The bridge between the abstract concept of distributional distance and the practical measure of statistical dependence is both direct and profound. As introduced, Mutual Information $I(X;Y)$ is formally defined as the KL Divergence between the true joint distribution $p(x,y)$ and the distribution that assumes independence, $p(x)p(y)$ .

I(X;Y) = D_{KL}( p(x,y) || p(x)p(y) )

This identity is not merely a mathematical convenience; it provides the deepest interpretation of what mutual information represents. Let us unpack this:

The "Reality": For any two variables $X$ and $Y$ , their true relationship is captured by their joint probability distribution, $p(x,y)$ . This is our ground truth.
The "Simplifying Assumption": A common baseline model is to assume the variables are independent, meaning $p(x,y) = p(x)p(y)$ . This model posits that there is no relationship between them.
The "Penalty": The KL Divergence, $D_{KL}(p(x,y) || p(x)p(y))$ , measures the "penalty" or "cost," in bits, of making this simplifying assumption. It quantifies how much our model of independence deviates from reality.

Therefore, Mutual Information is precisely the informational cost of incorrectly assuming that two variables are independent.

If the variables are truly independent, the cost is zero ( $I(X;Y) = 0$ ). If they are strongly dependent, the model of independence is a very poor approximation of reality, resulting in a high cost and thus a high mutual information value. This perspective anchors the entire methodology: we analyze complex systems by quantifying the informational penalty of making simplifying assumptions about their structure.

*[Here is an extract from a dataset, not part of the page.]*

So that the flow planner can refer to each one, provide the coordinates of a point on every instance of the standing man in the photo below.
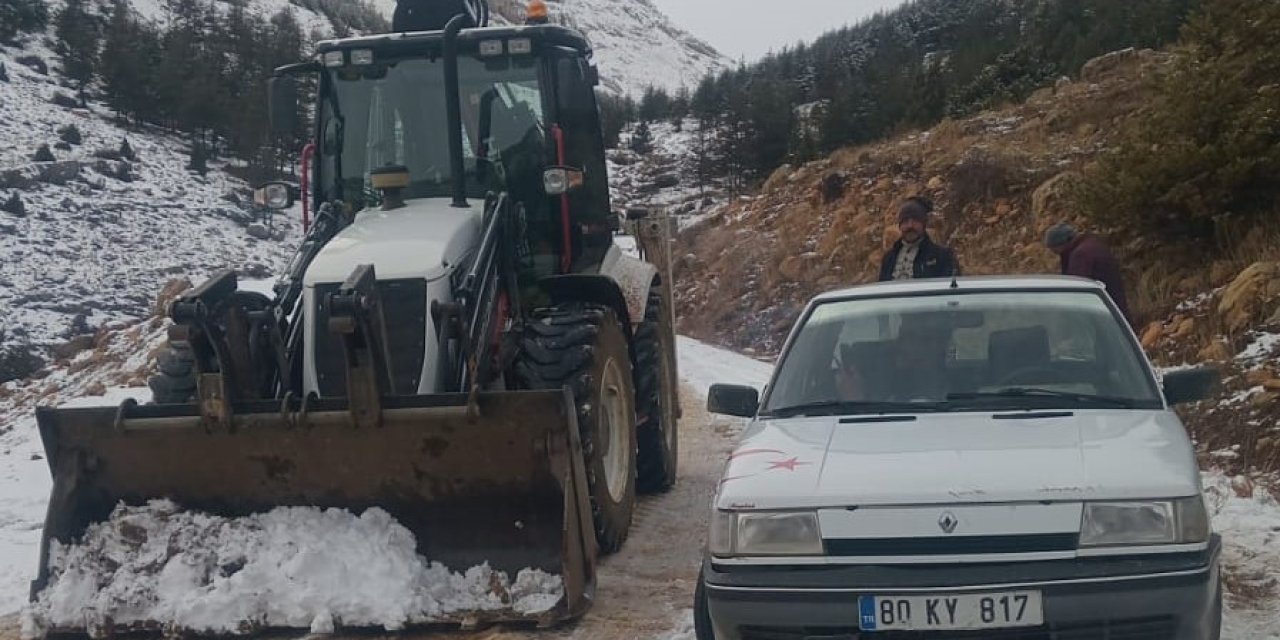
(1087, 256)
(915, 255)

2.3 Pointwise or Local Mutual Information: From Averages to Events

While Mutual Information $I(X;Y)$ provides a powerful summary of the average relationship between two variables, data analysis often requires drilling down to understand specific events. Pointwise Mutual Information (PMI), denoted $i(x;y)$ , is the tool for this fine-grained analysis.

PMI measures the reduction in surprise about a single, specific outcome $x$ upon observing a single, specific outcome $y$ . It moves the analysis from the level of variables $(X, Y)$ to the level of individual events $(x, y)$ . Its formulas mirror those of its averaged counterpart:

i(x;y) = h(x) - h(x|y) = log_2( \frac {p(x|y)} {p(x)} )

The most critical distinction of PMI is that, unlike the always non-negative $I(X;Y)$ , pointwise mutual information can be positive, negative, or zero. This sign provides crucial diagnostic information about the nature of the interaction for a specific event pair:

Positive PMI ( $i(x;y) > 0$ ): Positive Information This occurs when observing $y$ makes the specific outcome $x$ more likely than it was a priori ( $p(x|y) > p(x)$ ). The observation $y$ has positively informed us about $x$ , increasing our expectation that it would occur and thus reducing our surprise.
Negative PMI ( $i(x;y) < 0$ ): Misinformation This occurs when observing $y$ makes the specific outcome $x$ less likely than it was a priori ( $p(x|y) < p(x)$ ). The observation $y$ has misinformed us about $x$ . It updated our beliefs in a way that made the actual outcome seem even more surprising than it would have been without the information. For example, if a "sunshine" forecast is followed by rain, that forecast has provided misinformation for that specific event, resulting in a negative PMI value.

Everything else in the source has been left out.